Ramstein meeting on Ukraine postponed after Biden cancels trip


FILE PHOTO: U.S. President Joe Biden speaks to the press before departing for South Bend, Indiana, from the South Lawn of the White House in Washington, U.S., October 5, 2024. REUTERS/Annabelle Gordon/File Photo

BERLIN (Reuters) - A summit meeting of Ukraine's key allies in Ramstein, Germany has been postponed after U.S. President Joe Biden cancelled a scheduled overseas trip, the organisers said on Wednesday.

Biden cancelled trips to Germany and Angola on Tuesday in a blow to plans for the highest level meeting ever of the Ramstein group of Ukraine's arms donors that aimed to underscore unwavering support for Kyiv against Russia's invasion.

"The Oct. 12, 2024 event is postponed," the U.S. public affairs office at Ramstein Air Base said in an email to journalists. "Announcements about future Ukraine Defence Contact Group meetings will be forthcoming."

Polish President Andrzej Duda's foreign policy adviser, Mieszko Pawlak, had earlier told Reuters that the meeting was not taking place and as such Duda would not travel to Germany. The U.S. had yet to announce a new date, Pawlak said.

The Ramstein group had been set to convene on the sidelines of Biden's Oct. 10-13 state visit to Germany, which would have been the first U.S. state visit in nearly 40 years.

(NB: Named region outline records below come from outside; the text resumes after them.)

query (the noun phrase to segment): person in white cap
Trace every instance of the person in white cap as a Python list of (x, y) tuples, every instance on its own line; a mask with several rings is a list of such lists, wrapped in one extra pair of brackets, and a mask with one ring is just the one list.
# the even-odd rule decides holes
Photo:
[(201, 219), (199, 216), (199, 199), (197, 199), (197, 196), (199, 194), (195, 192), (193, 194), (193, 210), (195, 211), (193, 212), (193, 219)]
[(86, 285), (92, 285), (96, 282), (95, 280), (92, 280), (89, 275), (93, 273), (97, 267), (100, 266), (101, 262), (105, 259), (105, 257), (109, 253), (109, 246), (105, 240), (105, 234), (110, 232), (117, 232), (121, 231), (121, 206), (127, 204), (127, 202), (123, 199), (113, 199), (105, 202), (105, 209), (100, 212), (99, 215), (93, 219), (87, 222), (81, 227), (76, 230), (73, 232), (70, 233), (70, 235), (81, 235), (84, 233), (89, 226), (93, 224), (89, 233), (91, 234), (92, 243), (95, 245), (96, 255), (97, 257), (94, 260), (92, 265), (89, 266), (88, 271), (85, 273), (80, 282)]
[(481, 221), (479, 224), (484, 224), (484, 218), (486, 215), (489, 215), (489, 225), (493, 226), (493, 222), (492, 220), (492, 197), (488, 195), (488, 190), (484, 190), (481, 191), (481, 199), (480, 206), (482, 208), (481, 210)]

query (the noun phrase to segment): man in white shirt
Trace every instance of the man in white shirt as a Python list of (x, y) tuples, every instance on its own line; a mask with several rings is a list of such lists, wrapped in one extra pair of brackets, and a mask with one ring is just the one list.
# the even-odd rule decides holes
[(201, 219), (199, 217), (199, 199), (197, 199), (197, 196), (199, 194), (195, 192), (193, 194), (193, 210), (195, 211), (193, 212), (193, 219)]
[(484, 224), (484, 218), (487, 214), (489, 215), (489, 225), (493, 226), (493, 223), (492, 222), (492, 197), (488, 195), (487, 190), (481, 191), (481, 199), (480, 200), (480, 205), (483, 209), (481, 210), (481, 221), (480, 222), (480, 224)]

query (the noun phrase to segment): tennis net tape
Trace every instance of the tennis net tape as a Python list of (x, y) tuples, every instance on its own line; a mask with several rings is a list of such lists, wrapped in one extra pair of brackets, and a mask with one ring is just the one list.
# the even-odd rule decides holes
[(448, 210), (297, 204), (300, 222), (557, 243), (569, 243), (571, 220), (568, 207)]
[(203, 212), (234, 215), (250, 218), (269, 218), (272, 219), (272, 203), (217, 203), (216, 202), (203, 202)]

But the White House said Biden was postponing his trip to oversee preparations for Hurricane Milton and relief efforts after another hurricane last month killed more than 200 people.

"It was clear that Biden had to send the signal that he was taking care of domestic policy - so close to the (U.S.) elections," said Stefan Mair, director of German foreign policy think tank SWP said. "I don't see this (postponement) as downgrading the importance of Ukraine."

After Russia's full-scale invasion of Ukraine in 2022, Washington gathered like-minded nations at the U.S. air base in Ramstein, southwestern Germany, establishing a group of some 50 countries whose defence ministers meet regularly to match Kyiv's arms requests with pledges of donors.

Saturday's meeting - the first at the level of government leaders - had been scheduled to open with public remarks by Biden, Ukrainian President Volodymyr Zelenskiy and German Chancellor Olaf Scholz, according to a German official.